Era uma história escrita em receitas e risadas perdidas nas prateleiras de um mercado.
Maiker Mata era um chef de cozinha frustrado. Não por falta de talento — suas mãos transformavam ingredientes simples em pequenas obras de arte —, mas por uma timidez paralisante. Seu restaurante, “O Cantinho do Maiker”, vivia vazio, escondido em uma rua sem saída. Ele cozinhava para as paredes, apresentando cada prato perfeito e solitário a um público de panelas reluzentes.
Vitomegusta era o oposto absoluto. Seu nome, uma brincadeira de infância que grudou, era sua filosofia de vida. Ela era a crítica gastronômica mais temida (e seguida) da cidade. Seu blog e canal, “Vitó Me Gusta”, eram famosos por sua sinceridade brutal e seu paladar impecável. Um prato mal executado era desmontado com uma precisão cirúrgica e um sorriso afiado. Ela adorava comida, mas desconfiava de restaurantes que tentavam vender experiência em vez de sabor.

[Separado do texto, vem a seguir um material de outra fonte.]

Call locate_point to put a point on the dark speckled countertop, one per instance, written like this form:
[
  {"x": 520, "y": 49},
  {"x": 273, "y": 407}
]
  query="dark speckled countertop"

Um dia, perdida em um atalho depois de uma crítica particularmente feroz a um restaurante três estrelas, Vitomegusta sentiu um aroma que a fez parar o carro. Não era um cheiro complexo ou sofisticado. Era o cheiro profundo, reconfortante e perfeito de um molho de tomate caseiro, daqueles que fervem por horas. Ele a levou até uma porta discreta e uma janela iluminada, onde via um homem concentrado, de costas largas e movimentos precisos, salteando algo em uma frigideira.